Open AI took advantage of this in an extreme way with GPT-2 by training the model on an incredible amount of text from web pages. By our estimates to replicate GPT-2 you’d need approximately £100,000 of cloud compute. So even though it’s technically possible to replicate their efforts, it would be very expensive.
At this scale things certainly start to get magic and mysterious. Not only is it possible to capture enough information to mimic text, but by having sight of so much human knowledge, it captures the rules of our world, simply by knowing which words hang around with each other.
How is this useful to me and my business?
The OpenAI model, and those similar to it, have made great advances, but they’re far from delivering on the promise of unsupervised multitask learning. But that shouldn’t stop you from exploiting the technology right now.
If you have access to a lot of documents or free-text, such as agent notes, then it is possible to take the smaller (publicly released) version of GPT-2 or another similar language model and then use it as-is, or better fine-tune it to your specific task.
Specifically, here’s some business questions that you may be able to answer through the use of NLP:
- What do my customers think of my company, and which aspects of my business have been improving or getting worse over time? (based on review sites such as Trust Pilot)
- What do my employees think of my company? (based on articles from Glass Door)
Which of these documents will be helpful in completing my task in xyz?
Which of xyz categories does this document belong to?
How can this document be summarised more succinctly?

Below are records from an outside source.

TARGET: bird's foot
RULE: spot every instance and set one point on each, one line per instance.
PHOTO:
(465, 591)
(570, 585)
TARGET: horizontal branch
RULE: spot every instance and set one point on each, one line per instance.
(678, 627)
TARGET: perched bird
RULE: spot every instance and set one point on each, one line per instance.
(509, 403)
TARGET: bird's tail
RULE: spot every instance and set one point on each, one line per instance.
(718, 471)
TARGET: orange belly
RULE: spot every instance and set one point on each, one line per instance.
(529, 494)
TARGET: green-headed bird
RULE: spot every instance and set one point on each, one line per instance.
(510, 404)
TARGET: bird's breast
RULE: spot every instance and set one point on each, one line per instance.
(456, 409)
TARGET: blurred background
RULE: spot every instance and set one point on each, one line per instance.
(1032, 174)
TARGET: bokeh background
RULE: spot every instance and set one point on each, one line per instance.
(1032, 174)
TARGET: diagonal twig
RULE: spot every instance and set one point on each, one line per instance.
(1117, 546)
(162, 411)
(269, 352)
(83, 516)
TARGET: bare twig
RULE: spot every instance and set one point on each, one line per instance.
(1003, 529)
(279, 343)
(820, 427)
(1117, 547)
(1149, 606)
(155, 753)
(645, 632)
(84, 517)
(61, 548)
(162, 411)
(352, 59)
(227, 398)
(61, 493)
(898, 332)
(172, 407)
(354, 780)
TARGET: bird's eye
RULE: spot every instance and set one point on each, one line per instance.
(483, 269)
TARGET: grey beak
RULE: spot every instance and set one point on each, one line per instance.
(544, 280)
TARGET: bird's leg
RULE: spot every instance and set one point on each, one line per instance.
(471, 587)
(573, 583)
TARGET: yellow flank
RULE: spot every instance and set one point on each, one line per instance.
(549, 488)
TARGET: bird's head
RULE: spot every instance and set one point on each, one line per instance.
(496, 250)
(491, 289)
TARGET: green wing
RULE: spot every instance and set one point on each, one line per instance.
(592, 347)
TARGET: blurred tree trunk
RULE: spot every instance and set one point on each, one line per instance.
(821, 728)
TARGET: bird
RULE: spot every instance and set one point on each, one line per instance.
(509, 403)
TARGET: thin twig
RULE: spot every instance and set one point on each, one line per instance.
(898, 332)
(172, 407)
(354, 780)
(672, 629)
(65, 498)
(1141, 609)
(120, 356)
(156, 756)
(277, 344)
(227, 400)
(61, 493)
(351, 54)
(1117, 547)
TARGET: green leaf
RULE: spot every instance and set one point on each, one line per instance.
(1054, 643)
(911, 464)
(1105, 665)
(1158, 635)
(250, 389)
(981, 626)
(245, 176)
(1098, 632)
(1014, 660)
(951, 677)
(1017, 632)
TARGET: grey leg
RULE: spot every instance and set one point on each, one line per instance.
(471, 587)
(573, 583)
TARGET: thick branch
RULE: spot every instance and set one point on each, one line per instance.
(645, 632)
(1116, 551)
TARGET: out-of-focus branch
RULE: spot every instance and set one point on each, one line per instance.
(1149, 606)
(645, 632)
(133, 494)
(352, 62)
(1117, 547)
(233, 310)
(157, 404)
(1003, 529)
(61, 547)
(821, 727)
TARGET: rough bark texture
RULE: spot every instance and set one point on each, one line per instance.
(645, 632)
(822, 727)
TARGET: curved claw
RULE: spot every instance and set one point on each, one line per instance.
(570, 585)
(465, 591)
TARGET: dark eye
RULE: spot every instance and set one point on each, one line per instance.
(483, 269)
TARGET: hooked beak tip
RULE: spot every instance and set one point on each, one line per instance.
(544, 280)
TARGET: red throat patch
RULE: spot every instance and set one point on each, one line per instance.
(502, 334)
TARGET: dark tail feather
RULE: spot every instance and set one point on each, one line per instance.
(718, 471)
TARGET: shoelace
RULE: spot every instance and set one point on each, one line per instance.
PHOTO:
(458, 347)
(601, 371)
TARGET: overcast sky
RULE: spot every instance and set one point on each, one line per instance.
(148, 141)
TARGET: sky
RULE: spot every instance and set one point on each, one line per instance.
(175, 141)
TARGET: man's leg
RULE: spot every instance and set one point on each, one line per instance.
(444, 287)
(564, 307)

How should I group this content on my website to optimise for search engines?
Which judge is likely to be more sympathetic to my client’s legal case?
Which of my marketing content doesn’t match our brand ‘tone of voice’
Which of my overdue debtors are likely to respond to litigation?
How sincere is this piece of marketing copy?
As you can see, the range of tasks is almost endless. As data becomes even more critical to companies and the volume increases it will be harder to keep on top of it. AI, NLP and other technologies are able to help with this.
By getting on-board with NLP you can realise the benefits right now, and stay ahead of the curve.